Background: The majority of patients who suffer a ST-segment myocardial infarction (STEMI) are hospitalized for longer than 48 h. With the advent of reperfusion therapy, the benefits of such extended hospitalization has been questioned. The goal of this qualitative study was to identify the root causes for prolonged hospitalization in STEMI patients in order to refine future interventions to optimize the length of hospitalization.
Methods: Practitioners involved in the discharge process for STEMI patients at a single tertiary care STEMI center underwent semi-structured interviews focused on three fictional patient cases. Data were transcribed and analyzed for key themes by thematic analysis.

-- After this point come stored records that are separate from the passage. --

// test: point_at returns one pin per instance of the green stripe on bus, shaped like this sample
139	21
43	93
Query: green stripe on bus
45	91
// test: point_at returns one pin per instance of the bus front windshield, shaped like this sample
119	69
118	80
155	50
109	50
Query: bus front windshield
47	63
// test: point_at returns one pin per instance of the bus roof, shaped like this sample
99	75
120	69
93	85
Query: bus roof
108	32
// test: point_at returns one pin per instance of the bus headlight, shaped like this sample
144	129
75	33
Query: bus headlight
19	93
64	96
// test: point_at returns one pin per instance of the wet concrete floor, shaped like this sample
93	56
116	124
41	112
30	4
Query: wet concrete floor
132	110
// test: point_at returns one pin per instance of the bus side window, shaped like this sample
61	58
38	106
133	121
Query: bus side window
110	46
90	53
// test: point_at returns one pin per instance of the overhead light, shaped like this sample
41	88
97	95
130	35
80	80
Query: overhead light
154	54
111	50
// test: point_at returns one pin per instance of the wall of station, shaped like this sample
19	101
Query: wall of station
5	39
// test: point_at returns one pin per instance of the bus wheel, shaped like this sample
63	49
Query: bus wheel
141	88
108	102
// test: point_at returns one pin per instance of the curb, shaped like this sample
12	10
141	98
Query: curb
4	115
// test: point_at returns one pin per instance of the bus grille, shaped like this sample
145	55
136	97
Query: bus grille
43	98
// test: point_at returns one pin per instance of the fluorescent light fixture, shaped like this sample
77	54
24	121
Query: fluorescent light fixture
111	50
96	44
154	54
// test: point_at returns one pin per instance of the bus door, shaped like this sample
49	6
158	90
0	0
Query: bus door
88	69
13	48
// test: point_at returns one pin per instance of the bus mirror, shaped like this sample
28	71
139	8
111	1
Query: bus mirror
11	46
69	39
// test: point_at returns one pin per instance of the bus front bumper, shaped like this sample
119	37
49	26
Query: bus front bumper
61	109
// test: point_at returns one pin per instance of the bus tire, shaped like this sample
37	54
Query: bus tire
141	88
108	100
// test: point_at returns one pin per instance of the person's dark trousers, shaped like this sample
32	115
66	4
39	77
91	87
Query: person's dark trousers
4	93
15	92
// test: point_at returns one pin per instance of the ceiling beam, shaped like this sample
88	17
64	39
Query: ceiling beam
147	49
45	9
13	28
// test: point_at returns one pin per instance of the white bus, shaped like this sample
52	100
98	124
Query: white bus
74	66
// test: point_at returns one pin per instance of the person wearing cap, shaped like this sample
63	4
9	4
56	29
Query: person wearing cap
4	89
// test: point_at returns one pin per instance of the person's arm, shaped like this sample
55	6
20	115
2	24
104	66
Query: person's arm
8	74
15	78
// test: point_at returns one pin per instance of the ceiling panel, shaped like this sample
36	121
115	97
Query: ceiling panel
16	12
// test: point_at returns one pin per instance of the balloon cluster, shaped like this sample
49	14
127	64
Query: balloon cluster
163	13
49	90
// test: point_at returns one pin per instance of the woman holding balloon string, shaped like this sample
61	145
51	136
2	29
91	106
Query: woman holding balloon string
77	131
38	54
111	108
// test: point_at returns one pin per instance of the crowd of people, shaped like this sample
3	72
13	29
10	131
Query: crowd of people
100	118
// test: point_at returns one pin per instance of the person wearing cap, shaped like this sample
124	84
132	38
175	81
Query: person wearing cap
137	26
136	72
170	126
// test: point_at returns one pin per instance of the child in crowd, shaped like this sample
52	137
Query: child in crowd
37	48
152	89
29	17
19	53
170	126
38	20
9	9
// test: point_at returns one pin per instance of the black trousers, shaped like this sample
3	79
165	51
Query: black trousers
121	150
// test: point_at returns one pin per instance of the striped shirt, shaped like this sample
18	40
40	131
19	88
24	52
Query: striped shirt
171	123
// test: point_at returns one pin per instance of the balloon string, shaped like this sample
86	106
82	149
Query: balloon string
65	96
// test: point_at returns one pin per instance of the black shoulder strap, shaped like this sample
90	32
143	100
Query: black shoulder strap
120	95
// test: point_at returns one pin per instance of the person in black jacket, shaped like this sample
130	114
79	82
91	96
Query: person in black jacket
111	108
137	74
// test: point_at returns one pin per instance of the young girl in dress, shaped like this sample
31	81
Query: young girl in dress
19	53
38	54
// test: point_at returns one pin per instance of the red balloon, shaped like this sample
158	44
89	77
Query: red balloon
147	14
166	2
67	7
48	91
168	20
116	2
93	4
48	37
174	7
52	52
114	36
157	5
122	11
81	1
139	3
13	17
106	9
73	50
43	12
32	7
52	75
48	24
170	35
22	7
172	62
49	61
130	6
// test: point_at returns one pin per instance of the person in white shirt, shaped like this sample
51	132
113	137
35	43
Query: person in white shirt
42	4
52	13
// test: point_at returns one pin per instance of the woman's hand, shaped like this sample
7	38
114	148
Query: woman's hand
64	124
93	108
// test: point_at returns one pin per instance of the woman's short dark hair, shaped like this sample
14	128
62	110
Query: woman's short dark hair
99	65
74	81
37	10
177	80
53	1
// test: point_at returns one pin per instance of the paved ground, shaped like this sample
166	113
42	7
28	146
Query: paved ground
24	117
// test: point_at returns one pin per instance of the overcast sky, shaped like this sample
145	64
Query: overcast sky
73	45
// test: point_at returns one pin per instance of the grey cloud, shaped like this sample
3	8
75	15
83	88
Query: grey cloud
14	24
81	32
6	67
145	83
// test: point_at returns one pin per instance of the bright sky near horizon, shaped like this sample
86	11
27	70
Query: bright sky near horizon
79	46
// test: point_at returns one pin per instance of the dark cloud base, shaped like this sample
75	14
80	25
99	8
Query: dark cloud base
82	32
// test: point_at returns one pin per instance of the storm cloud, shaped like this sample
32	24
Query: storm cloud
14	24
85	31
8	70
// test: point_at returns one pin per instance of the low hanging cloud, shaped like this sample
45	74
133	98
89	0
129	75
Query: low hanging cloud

Results: Interviews were conducted with 17 practitioners (5 Attending Physicians, 4 Internal Medicine Residents, 4 Cardiology Residents, 4 Nursing Staff). The key themes were patient factors, provider factors, and transitions to outpatient care. Patient factors included concerns that early discharge would limit dose titration of medications, the educational experience of the patient, and prevent monitoring for complications. Provider factors included past clinical experience with STEMI complications, in turn impacting discharging behaviour. Transitions of care factors were difficulty in establishing reliable follow-up plans and home care services.
Conclusions: Several themes were identified that influence the timing of discharge post STEMI. The majority of these issues are not incorporated into currently available post STEMI risk stratification tools. Future quality improvement interventions to reduce STEMI length of stay should focus on in-patient and out-patient strategies to address these unique clinical situations.